Electrical resistivity of concrete has been shown to have a direct correlation with durability characteristics such as the chloride diffusion coefficient and rapid chloride permeability test results. AASHTO TP 95-11 ‘Standard Method of Test for Surface Resistivity Indication of Concrete’s Ability to resist Chloride Ion Penetration’, published in 2011, is the first standard test method to use resistivity.
According to Humboldt’s general manager, sales and marketing John Lamond, ASTM and AASHTO are due to release other test methods based on this concept shortly with some Departments of Transportation in the US already using it.
“The wide acceptance of the easy and fast measurements by the resistivity test methods in the concrete industry will result in significant improvements in concrete quality control,” said Lamond, “and ultimately helps with addressing the sustainability issues in the construction sector.”
Giatec has also developed the Giatec iCOR aimed at the concrete inspection industry.
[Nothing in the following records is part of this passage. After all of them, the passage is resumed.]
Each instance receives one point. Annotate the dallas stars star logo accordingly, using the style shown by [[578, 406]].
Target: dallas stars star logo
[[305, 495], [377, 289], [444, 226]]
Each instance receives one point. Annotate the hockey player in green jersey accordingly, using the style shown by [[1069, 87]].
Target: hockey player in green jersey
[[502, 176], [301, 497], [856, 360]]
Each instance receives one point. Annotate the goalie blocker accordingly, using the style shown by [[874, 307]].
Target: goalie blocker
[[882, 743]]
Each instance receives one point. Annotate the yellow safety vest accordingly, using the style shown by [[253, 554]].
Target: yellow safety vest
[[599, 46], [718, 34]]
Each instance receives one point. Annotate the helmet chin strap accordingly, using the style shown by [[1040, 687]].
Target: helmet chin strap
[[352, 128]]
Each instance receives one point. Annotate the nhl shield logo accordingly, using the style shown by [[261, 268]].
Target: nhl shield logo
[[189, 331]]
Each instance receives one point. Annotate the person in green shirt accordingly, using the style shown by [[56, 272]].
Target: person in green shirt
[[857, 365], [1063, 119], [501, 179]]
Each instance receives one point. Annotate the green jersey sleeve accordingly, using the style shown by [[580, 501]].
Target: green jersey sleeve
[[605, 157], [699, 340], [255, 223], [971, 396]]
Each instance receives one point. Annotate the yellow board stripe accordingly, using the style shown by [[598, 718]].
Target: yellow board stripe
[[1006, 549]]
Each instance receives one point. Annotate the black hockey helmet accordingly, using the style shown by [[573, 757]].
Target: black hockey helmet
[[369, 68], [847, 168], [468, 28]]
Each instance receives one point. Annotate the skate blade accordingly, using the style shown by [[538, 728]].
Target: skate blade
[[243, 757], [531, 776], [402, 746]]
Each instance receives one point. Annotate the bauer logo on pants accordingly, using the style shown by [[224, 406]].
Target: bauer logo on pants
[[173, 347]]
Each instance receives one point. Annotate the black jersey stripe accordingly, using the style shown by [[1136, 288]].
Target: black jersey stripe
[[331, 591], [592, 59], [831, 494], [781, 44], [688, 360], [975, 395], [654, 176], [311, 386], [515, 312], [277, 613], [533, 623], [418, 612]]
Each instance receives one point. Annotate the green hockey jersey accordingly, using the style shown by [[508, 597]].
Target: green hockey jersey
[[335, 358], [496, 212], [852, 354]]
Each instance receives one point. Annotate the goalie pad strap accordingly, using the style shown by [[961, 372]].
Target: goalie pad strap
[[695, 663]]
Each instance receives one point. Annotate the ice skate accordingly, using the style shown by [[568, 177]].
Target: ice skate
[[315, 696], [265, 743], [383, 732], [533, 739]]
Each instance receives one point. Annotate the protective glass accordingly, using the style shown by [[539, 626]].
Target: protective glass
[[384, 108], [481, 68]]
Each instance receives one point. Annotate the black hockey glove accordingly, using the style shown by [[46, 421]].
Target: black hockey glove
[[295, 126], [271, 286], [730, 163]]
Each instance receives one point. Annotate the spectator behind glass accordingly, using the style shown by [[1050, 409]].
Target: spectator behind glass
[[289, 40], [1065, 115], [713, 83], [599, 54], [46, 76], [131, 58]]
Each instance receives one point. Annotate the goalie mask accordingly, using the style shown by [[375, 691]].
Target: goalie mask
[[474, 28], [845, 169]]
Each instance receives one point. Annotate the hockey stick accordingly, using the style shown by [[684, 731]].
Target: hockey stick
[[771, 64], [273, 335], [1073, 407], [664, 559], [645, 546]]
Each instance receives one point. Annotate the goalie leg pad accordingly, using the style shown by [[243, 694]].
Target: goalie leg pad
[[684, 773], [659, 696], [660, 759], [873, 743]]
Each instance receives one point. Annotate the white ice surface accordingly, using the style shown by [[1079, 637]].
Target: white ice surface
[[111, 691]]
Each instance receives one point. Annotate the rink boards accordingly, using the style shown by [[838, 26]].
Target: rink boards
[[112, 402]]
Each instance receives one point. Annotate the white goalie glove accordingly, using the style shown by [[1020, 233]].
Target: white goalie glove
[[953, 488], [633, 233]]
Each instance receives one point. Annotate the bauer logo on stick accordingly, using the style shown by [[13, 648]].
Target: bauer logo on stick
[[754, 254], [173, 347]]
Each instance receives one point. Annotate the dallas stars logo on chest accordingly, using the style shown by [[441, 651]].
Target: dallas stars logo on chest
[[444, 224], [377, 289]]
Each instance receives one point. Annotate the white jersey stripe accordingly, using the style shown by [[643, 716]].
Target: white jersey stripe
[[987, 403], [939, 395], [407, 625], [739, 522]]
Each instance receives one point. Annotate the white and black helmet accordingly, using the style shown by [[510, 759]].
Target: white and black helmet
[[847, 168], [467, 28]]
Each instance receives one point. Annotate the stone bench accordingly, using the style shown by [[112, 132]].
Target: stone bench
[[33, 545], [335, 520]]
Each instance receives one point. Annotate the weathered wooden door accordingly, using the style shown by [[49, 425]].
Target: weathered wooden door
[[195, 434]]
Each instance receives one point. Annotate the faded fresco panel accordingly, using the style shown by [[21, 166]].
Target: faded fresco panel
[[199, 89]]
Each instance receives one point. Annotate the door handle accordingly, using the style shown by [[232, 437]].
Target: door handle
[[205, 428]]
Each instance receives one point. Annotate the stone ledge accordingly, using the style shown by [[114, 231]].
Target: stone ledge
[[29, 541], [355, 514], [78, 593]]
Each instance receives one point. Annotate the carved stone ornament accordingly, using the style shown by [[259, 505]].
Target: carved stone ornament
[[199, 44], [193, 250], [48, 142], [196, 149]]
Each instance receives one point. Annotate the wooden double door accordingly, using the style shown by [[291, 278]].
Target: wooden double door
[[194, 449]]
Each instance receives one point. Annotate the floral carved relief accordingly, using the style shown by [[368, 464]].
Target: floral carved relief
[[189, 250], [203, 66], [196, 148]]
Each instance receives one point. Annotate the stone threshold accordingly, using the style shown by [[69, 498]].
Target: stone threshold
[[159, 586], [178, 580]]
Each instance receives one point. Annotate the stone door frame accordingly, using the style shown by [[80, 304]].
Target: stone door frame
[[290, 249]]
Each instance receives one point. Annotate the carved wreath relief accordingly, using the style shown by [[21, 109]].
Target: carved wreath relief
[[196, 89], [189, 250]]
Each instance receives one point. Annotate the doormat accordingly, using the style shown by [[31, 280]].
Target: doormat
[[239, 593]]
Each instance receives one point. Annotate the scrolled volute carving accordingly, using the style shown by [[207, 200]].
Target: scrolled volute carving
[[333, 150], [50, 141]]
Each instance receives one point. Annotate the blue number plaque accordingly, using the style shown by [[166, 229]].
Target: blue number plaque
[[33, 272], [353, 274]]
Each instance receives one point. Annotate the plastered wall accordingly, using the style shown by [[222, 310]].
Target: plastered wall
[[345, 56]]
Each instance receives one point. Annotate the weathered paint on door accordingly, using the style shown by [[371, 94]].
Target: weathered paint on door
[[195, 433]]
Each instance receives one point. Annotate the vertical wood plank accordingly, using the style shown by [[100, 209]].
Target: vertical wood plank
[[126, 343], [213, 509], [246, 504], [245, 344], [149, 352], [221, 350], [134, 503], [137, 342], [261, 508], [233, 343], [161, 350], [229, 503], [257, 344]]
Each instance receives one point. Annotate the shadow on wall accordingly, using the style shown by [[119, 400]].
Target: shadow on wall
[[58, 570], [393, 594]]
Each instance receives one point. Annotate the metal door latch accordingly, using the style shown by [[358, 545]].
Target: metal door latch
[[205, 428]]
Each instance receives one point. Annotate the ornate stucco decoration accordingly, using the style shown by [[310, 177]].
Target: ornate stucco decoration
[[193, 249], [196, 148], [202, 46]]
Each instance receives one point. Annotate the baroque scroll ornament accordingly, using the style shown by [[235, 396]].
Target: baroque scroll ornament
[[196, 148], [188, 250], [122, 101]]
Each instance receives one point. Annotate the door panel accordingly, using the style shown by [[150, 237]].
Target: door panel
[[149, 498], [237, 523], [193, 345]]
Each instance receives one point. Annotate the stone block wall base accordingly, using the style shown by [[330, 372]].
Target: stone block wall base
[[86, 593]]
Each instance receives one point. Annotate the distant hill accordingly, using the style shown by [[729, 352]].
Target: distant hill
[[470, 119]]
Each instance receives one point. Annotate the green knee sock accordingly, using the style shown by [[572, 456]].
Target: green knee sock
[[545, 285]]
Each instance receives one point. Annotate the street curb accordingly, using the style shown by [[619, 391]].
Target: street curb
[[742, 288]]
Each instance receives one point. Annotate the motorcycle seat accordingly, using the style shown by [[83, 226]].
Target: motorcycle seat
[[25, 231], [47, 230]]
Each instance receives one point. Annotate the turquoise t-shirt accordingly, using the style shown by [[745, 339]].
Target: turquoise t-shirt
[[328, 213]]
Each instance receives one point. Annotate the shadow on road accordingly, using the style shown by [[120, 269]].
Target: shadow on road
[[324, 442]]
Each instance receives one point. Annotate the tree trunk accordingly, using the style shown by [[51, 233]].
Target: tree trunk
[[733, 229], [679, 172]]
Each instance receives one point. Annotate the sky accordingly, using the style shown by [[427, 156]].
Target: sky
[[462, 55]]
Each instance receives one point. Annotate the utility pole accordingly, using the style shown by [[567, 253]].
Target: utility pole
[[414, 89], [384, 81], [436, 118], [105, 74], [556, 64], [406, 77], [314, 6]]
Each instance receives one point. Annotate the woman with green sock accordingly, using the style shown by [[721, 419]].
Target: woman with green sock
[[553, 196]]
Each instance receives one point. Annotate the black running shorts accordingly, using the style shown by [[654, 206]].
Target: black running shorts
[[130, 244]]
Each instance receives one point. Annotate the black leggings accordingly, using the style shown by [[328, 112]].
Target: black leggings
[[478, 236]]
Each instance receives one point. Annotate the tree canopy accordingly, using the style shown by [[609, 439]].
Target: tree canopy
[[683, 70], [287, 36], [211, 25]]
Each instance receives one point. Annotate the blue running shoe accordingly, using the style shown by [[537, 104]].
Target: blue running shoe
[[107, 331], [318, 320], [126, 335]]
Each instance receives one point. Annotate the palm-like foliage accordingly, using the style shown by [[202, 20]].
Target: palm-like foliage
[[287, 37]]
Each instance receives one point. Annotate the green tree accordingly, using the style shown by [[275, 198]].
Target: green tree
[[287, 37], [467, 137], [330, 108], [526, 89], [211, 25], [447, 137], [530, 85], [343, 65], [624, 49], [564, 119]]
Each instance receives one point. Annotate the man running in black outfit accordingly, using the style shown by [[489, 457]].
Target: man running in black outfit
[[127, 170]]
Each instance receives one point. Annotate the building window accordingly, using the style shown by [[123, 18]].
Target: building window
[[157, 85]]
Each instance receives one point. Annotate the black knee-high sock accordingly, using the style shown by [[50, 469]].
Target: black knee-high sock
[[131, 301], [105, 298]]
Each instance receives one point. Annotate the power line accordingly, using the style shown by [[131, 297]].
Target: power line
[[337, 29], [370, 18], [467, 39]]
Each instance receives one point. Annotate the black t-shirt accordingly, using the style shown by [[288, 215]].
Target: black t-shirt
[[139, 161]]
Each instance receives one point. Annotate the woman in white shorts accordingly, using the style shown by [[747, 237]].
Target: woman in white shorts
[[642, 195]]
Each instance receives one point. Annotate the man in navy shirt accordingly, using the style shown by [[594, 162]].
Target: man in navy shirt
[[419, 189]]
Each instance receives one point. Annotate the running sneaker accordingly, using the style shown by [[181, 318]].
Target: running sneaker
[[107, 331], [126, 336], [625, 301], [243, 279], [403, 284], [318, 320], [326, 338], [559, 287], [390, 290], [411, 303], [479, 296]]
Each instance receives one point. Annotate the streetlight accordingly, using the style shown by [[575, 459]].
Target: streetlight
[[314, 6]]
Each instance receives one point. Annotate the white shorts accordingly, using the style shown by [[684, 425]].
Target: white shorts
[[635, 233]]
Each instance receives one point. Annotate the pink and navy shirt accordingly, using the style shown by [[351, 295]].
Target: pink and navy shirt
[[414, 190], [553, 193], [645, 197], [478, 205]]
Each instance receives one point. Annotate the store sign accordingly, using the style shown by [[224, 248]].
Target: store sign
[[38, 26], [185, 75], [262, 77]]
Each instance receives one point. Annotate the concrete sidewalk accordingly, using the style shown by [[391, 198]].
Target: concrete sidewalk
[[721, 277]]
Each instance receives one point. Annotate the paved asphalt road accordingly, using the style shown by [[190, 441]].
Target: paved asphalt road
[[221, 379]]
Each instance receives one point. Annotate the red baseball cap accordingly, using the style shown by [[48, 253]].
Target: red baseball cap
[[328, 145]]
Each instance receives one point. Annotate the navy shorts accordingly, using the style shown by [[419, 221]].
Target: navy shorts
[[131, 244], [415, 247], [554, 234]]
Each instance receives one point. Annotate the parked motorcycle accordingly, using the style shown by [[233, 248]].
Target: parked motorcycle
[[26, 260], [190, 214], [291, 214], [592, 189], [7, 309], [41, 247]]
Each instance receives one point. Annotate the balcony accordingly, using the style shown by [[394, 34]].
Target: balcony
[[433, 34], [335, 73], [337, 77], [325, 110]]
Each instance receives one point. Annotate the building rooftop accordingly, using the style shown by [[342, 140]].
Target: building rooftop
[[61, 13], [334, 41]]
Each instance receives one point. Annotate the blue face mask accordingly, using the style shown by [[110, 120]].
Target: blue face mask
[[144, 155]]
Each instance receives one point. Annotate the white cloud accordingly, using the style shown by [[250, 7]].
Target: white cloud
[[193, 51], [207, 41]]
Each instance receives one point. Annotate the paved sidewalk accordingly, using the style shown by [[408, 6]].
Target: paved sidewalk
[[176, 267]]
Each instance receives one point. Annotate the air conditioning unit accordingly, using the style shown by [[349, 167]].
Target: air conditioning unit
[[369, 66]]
A hand-held device, the iCOR detects rebar corrosion when placed on the surface of a structure and also calculates the rate of corrosion.
According to Humboldt, this solution will be much more accurate and reliable than current inspection methods: traditional techniques involve dragging chains across bridge decks, or tapping with a hammer; more specialised field techniques such as the half-cell potential method are not always reliable and only give an indication that there might be corrosion.